Without a connection to another node (if statement is false), this function takes 0.0005 s to 0.0015 s to compute.

With a connection to another node (if statement is true), it takes about 0.0015 s to 0.05 s to compute.

I am not really sure, how the computing is handled in omnigraph, but is it possible to somehow decouple the node execution? Maybe in a separate thread? It’s completely fine, if the positioning lags a bit behind (for example update every second), but I don’t want the rest of the system to be so strongly affected by it.

A pull graph is going to tick the graph constantly, so when you make a connection between two objects, you are basically constantly calculating their relative position every single tick, even when they are stationary. Is that what you want? or is it more like you want it to tick once when the connection is made, or if the position of one of the object has been changed?

You can test the theory by setting a variable to keep track of whether you’ve already gone through the computation once (and reset if the previous object’s position changed), and see if that helps with the frame rate. (there might be cleaner ways to do this kind of update, we are looking into it. But meanwhile, use some tracking variables can help us determine where your slowdown is).

Hi @qwan,

thank you for the feedback.

My first implementation was with action graph nodes. I subscribed to the connection events (as outlined in this post: How to create a new omnigraph environment - Platform / Kit - NVIDIA Developer Forums) and although performance was good, there were some drawbacks:

  • The on_connection event triggers only when a node’s input connection changes.
  • I couldn’t find an event that activates upon input value modification.
  • since the positions of downstream objects depend on the positions of upstream objects. When the position of an upstream object changes, the downstream objects should adjust accordingly. This is, however, not handled throgh the connection events.

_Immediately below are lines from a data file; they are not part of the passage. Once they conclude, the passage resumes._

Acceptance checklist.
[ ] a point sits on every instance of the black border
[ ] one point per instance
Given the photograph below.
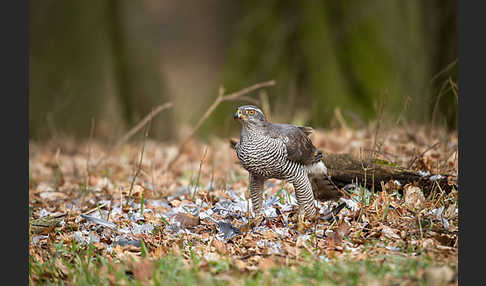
(14, 21)
(471, 74)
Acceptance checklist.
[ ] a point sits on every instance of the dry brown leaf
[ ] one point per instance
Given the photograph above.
(414, 197)
(187, 220)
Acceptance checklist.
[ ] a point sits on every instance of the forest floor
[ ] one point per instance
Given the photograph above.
(97, 218)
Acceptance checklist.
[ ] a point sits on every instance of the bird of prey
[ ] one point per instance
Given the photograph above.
(282, 151)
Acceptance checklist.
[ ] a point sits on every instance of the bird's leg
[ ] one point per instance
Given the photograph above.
(256, 193)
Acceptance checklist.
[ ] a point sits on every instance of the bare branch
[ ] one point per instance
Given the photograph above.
(142, 123)
(140, 162)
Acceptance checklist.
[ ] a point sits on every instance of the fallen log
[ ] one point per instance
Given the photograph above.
(345, 169)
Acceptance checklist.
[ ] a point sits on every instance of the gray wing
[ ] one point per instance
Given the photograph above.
(299, 146)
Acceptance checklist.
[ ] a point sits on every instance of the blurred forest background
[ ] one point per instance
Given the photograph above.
(112, 61)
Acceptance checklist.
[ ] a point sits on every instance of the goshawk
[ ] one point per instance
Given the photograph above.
(284, 152)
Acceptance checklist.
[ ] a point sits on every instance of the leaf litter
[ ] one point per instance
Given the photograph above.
(205, 210)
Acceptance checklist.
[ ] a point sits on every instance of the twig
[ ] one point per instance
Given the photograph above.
(141, 158)
(142, 123)
(199, 173)
(136, 128)
(422, 154)
(221, 98)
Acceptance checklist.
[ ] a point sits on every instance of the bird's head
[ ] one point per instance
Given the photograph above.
(250, 115)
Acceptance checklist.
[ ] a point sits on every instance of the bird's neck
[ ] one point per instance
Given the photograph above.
(250, 130)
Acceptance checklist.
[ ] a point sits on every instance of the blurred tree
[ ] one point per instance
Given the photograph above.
(348, 54)
(92, 59)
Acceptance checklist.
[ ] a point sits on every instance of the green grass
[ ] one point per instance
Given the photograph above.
(84, 267)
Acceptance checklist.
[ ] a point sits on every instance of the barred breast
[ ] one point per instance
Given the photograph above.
(265, 156)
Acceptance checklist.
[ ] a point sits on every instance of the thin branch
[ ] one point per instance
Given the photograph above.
(199, 173)
(136, 128)
(142, 123)
(221, 98)
(422, 154)
(140, 162)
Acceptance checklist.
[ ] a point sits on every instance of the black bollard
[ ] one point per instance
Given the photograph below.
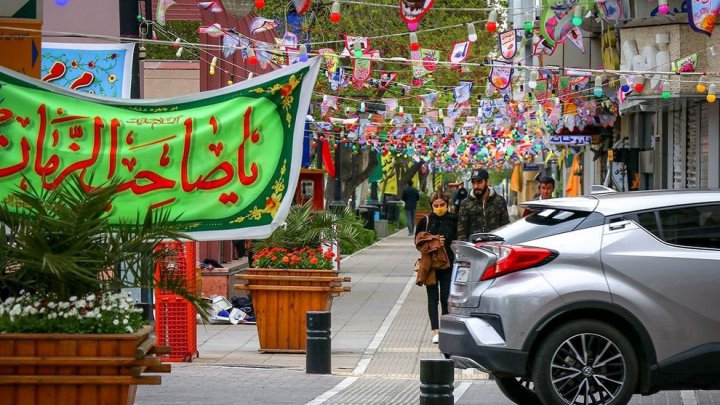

Thus, when adjusting the positional coordinates, defined as an input variable of the node, no action is triggered since there’s no event for that. Updates only occur upon new connections or disconnections of the inputs.

An alternative is to bypass the connection event in actiongraph nodes, manage everything within the compute function, and employ a tick node to periodically activate the compute function every second. This approach resolves most issues but introduces an extra connection for each node through the event connection, plus the necessity of a tick node, complicating the setup.

have you tried to save the previous node’s position to an internal variable, and first check if that changed before trying to calculate the relative position?